Si alguna vez llego a tener verdadera confianza en lo que escribo, no volveré al papel. Ya no lo necesitaría: sería como hacer de la voz que hallé (en mí: que logré, que trabajé) una artesanía. Buscaré los vidrios empañados, o escribiré en la arena lo que tenga que escribir.
*
Todo lo que dura es vanidad. Y siempre, en algún momento, se vuelve falso. La palabra no merece extenderse más allá del instante en que tiene sentido. Su fugacidad es preciosa: la salva de envilecerse, de pudrirse, de falsearse. En el momento en que la vibración del sonido de la palabra se agota, la palabra ya no existe. Y la verdad, ya no es posible. Y si existe es como cadáver, y si hay alguna verdad, es la verdad del otro. La tratarán justamente como a un cadáver: la abrirán, la escrutarán, la indagarán, la cortarán, etc para intentar penetrarla. Pero si logran que diga algo, será algo sobre un muerto. O sobre todos los hombres, sobre cualquiera.
7 comentarios:
¿y todas las palabras de Artaud? ¿todas las palabras de Lautreámont?

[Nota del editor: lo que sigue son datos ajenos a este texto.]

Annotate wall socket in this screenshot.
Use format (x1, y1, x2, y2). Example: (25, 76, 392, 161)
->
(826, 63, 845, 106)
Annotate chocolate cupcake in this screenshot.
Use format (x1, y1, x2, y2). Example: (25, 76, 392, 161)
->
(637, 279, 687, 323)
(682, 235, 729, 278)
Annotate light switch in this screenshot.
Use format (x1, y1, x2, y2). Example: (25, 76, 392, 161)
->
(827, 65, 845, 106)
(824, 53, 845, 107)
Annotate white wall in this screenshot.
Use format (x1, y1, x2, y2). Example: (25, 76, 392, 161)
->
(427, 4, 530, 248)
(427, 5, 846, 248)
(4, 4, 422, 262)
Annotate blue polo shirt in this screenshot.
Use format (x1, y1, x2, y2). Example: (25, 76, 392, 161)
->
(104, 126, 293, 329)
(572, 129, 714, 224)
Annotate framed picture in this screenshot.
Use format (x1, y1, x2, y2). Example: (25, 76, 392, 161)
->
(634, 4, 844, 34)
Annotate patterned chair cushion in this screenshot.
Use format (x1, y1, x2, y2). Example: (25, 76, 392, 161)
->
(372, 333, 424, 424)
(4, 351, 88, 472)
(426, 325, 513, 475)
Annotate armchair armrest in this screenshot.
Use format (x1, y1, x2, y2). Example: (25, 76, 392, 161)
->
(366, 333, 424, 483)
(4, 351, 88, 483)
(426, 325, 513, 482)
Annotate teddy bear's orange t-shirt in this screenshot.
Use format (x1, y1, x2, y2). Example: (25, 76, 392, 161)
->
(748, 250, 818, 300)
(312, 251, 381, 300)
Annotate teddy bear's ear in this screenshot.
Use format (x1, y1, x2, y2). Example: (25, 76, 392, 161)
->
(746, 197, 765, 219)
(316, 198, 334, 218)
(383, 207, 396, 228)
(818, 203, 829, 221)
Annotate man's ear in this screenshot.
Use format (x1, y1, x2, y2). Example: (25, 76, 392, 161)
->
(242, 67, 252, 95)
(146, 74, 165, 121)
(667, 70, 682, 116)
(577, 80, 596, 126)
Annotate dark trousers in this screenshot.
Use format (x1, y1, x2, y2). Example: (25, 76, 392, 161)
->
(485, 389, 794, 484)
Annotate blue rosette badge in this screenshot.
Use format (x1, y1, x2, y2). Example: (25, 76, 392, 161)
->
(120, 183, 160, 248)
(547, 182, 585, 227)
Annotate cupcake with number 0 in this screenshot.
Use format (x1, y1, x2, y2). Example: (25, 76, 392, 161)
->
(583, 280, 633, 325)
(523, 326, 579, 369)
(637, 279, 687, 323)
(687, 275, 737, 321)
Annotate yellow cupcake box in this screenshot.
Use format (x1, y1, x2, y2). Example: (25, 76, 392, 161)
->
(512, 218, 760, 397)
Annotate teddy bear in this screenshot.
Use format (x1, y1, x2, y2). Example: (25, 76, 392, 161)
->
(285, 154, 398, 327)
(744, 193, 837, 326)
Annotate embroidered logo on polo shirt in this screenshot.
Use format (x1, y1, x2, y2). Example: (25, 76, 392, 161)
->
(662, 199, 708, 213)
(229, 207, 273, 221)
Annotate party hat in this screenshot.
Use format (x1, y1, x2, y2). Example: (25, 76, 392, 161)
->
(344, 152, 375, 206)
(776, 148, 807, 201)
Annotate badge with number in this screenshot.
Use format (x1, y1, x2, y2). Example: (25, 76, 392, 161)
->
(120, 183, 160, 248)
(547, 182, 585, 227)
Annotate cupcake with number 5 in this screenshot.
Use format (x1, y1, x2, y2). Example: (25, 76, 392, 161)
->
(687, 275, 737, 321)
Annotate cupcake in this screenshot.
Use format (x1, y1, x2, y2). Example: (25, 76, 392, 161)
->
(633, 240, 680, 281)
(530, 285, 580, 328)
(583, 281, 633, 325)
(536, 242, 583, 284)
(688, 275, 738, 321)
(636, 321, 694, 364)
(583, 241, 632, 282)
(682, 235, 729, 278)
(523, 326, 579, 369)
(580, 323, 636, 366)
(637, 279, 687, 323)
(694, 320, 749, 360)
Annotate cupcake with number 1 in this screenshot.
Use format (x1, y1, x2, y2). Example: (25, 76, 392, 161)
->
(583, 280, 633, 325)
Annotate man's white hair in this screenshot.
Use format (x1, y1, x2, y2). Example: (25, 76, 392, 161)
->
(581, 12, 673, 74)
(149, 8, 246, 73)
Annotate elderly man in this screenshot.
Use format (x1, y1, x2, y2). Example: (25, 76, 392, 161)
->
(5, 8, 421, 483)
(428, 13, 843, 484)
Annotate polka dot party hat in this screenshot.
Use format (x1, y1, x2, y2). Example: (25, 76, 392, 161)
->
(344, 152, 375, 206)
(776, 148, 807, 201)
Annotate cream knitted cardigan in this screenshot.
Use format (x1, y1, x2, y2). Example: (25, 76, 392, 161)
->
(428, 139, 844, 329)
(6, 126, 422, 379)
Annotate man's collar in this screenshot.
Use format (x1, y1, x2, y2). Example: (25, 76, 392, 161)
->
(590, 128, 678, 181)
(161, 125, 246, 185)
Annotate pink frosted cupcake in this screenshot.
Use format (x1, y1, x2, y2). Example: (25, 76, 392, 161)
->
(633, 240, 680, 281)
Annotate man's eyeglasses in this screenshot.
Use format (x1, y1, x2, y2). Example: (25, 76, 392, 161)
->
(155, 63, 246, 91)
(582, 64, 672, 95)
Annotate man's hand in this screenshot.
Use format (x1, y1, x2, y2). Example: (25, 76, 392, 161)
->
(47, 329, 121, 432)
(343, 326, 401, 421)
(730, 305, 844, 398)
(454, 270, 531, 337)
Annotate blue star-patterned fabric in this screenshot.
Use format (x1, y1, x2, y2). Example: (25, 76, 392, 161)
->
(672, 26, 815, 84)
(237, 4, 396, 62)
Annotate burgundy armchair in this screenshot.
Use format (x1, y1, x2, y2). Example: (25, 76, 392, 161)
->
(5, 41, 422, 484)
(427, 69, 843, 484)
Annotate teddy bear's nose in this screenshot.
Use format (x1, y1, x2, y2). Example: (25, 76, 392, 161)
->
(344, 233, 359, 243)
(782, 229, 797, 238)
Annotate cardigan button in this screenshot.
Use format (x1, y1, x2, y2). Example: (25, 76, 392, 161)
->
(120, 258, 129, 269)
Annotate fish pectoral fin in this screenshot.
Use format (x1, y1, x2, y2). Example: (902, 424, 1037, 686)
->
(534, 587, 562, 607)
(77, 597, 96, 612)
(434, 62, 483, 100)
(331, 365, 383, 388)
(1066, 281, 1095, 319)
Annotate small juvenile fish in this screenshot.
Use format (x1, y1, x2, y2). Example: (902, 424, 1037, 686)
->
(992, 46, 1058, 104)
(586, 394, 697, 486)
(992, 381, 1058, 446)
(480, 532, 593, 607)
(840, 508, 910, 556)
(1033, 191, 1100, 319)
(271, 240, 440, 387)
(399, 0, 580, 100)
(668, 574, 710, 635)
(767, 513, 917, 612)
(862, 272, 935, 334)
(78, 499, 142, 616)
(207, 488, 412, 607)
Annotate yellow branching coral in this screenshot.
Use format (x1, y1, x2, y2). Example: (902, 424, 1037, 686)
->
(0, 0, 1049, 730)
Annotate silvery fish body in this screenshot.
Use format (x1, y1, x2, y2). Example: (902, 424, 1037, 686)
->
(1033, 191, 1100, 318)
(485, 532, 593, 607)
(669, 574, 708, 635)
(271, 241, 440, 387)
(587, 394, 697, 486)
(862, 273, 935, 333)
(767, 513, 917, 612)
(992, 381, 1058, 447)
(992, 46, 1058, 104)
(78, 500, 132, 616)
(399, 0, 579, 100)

tus palabras no mueren, o es que se sienten como tajos...
salute, Debret Viana.
tajos: esa sería un precioso destino para la palabra.
un abrazo
dibujar en el viento.
ese es el don que buscaría.
un beso
laura
creo que hablaba precisamente de eso: la sagrada fugacidad: algo a salvo de la putrefacciòn del tiempo.
magnífica foto.
es que la literatura merece no diga la fijación de la hoja, pero algo que la contenga, para no evaporizarse como sonido.
gracias lautaro (creo que es lo único que salva el post).
mailén: no creo: todo es fugaz, al final de todo. Creo que lo que perdura tiende a corromperse. Prefiero el instante sagrado, antes que el souvenir de lo que una vez se escribió. Pero claro: ¿por qué escribo entonces? En eso estoy.